December 4, 2009

Zero

Many of my friends from college fly airplanes for a living. I even considered doing that until I decided that the best part of flying was talking on the radio. Now I can go to work and hear myself talk all day! Its great.

Through my friends' stories of trial and tribulation in their company's simulators, I'm familiar, and we should all be so relieved, with the regular training that airline pilots endure to maintain their proficiency in the specific type of plane they fly. Anything and everything that could possibly go wrong in their airplane is practiced until they show the instructor a satisfactory result.

On September 25th, 2007, in a land far, far away.... Ok, it was in Memphis, but I digress....

Controllers lost their radar and they lost their radios. Memphis Center declared ATC-0, and the airspace was shut down (did they have any other choice!?). Sectors in other facilities around Memphis kept planes out of Memphis' airspace. Planes that were about to take off where held on the ground. The airplanes left hurtling above the darkened land... Well, I'm not sure what happened. News reports describe the chaos that ensued as "controllers whipped out their cell phones..." But who did they call!? I asked my supervisor a few weeks later. "I dunno, ask the OMIC" The OMIC is the Operational Manager In Charge for the entire control room, overseeing all the areas.

So I walked down the aisle and asked the OMIC. I suggested that the FAA put out a memo, or something, that described what happened, why it happened, and who all those controllers called on their cell phones. What could we do better next time and what worked as good as it could have given the dire situation? I was relatively new to the FAA and young and stupid, I guess. I got a startling answer: "If you lost everything, just tell your supervisor. We have a satellite phone to call the airlines, and they'll email their planes to change to other frequencies in other facilities around us. As long as you always ensure separation, everything will be fine!" "But who did the controllers call on their cell phones? What am I expected to do!? Its my sector!," I pleaded. "Am I supposed to just throw my hands up and tell my supervisor? Really!?" The OMIC had better things to do than deal with this, "Yup. Really." Oh, FAA, how I love you.

I was shocked, to say the least. Two years later, I've finally found a link to a full article that actually mentions, with some detail, who the controllers called, and what that actually accomplished that day in Memphis.
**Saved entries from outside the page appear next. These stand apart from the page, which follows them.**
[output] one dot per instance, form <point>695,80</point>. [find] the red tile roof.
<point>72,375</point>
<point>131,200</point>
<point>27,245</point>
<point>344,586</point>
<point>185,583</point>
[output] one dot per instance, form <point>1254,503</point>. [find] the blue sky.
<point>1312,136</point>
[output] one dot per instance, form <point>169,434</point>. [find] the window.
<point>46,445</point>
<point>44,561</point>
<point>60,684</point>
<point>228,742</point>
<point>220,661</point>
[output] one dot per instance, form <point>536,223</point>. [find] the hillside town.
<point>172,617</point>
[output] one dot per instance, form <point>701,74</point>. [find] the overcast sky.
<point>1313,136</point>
Read it here.

The article mentions how controllers in Memphis called controllers they knew in surrounding facilities. These controllers were able to use planes in THEIR sectors to fetch planes on Memphis' frequencies (planes are transmitters too, ya know) and bring them all in contact with this other controller who then relayed clearances for the controller in Memphis. That's great, except we're not supposed to have our phones on in the area, so no one would pick up. Add that to the contingency plan....
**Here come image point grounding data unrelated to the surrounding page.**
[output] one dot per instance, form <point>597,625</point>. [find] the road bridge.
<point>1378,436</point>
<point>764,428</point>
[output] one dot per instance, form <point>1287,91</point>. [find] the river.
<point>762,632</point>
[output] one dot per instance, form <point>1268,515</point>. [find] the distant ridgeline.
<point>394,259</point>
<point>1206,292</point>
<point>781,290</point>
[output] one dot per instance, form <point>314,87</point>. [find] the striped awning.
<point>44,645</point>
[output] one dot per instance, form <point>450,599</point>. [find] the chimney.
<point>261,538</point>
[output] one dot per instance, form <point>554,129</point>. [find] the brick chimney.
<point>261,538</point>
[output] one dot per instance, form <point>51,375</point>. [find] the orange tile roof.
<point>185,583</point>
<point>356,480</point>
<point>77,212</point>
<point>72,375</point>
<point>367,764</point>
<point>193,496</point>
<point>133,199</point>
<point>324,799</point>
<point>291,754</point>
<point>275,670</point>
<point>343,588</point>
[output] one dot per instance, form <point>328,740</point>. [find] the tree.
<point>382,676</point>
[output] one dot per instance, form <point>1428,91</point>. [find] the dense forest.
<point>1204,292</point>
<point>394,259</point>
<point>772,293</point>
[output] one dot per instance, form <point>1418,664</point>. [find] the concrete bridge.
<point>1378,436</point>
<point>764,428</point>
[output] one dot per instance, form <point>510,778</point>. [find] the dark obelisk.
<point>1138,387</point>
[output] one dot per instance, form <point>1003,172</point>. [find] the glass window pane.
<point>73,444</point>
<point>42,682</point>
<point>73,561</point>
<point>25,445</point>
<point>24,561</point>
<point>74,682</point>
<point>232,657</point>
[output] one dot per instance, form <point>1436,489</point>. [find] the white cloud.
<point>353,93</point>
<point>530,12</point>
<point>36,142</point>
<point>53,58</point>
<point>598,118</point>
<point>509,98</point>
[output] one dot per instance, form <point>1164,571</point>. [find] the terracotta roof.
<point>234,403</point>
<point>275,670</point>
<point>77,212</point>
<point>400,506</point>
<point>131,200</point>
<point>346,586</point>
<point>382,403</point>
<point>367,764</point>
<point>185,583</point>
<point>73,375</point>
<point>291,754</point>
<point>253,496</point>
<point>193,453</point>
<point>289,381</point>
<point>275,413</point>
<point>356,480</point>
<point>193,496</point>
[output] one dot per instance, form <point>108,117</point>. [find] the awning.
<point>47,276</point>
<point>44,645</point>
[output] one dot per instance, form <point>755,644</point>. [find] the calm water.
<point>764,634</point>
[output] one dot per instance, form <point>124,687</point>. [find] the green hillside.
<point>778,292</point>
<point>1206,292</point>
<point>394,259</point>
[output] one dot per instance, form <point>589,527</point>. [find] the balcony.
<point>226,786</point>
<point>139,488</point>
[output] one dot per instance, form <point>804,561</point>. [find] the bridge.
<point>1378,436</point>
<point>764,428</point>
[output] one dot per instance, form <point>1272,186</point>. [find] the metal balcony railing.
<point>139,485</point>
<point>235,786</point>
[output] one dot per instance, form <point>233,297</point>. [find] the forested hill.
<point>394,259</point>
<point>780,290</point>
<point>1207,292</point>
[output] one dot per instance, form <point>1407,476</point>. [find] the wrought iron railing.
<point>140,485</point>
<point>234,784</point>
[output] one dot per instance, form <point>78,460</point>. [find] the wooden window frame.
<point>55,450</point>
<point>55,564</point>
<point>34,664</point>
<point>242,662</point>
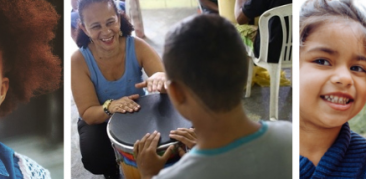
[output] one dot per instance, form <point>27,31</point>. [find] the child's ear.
<point>4,89</point>
<point>82,27</point>
<point>176,93</point>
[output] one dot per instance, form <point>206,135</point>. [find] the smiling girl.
<point>332,88</point>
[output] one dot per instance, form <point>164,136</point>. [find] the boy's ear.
<point>4,89</point>
<point>176,93</point>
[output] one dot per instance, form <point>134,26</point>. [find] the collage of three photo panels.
<point>183,89</point>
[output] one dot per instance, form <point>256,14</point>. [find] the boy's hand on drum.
<point>124,104</point>
<point>148,161</point>
<point>155,83</point>
<point>184,135</point>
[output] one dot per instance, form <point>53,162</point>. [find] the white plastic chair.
<point>285,60</point>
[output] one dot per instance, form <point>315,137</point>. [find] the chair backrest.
<point>200,6</point>
<point>286,49</point>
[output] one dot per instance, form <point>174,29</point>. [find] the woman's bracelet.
<point>106,106</point>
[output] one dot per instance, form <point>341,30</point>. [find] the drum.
<point>156,113</point>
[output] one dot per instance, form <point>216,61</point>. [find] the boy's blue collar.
<point>234,144</point>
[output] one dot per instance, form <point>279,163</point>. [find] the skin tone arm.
<point>186,136</point>
<point>239,15</point>
<point>210,5</point>
<point>150,61</point>
<point>84,93</point>
<point>148,161</point>
<point>85,96</point>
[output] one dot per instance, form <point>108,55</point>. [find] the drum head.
<point>156,113</point>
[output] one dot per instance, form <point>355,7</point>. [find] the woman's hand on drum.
<point>148,161</point>
<point>186,136</point>
<point>124,104</point>
<point>155,83</point>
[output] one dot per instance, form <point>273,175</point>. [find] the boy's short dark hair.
<point>206,53</point>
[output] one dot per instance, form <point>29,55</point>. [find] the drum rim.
<point>124,146</point>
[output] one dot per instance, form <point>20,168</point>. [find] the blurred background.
<point>36,129</point>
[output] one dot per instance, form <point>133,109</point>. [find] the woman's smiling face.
<point>332,74</point>
<point>101,24</point>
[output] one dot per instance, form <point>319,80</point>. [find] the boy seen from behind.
<point>206,65</point>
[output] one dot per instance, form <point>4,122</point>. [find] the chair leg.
<point>275,71</point>
<point>250,78</point>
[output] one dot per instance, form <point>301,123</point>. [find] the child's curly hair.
<point>316,12</point>
<point>26,30</point>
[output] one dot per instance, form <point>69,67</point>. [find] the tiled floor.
<point>157,22</point>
A few months later, Boston Center's HOST computer had an issue and we were forced to use the backup system during a busy afternoon. I say, "we", but it happened on my day off. I still think about what I would have done if I was there. We had radar and we still got to talk to the airplanes, but our backup system doesn't use our new fancy strip-replacement screen, URET. The last time I used strips was in D-school - over 3 years ago. Yes, we still write on strips at the Watertown sector for operations in and out of our non-towered airports, but that's one or two at a time.

Pilots practice stuff like this at least twice a year. We should be using strips at least that often so that, when something happens, we can deal with the actual problem, not our lack of proficiency with our backup system. This may be unpopular, but en-route controllers should spend time working busy traffic with strips enough so that it doesn't feel completely foreign if we need to use it in an emergency. This practice may be impractical working live traffic, as beneficial as I think it would be, for, say, a week at a time, once or twice a year. At least make us spend some quality time in the simulators with strips. How about include it as part of refresher training? If nothing else, it will be a good history lesson for the newer generation.

I bring this up because we recently changed our contingency plan to include non-radar routing through the ATC-0 airspace after it is "stabilized". The printed up power-point presentation lacked details. It didn't include a plan for how controllers were supposed to deal with the situation. So I actually went and read the whole PDF file. And IT lacked detail, as well. Boston Center's specific plan is at the OMIC desk "for easy reference". Throw your hands in the air. Why should we care? If you're flying through my airspace and something happens, you don't want me handing it over to the supervisor. Trust me.

Till next time...

DM

1 comment:

hATChet man said...

I worked at a facility where the back-up was broadband radar. If the computer crashed, we'd push the scopes to horizontal and make up shrimp boats (target markers) and get on with our business.

Except, they tossed out all the shrimp boats by mistake.

You should have seen the scopes after a couple hour session of doodling everything on them with a grease pencil!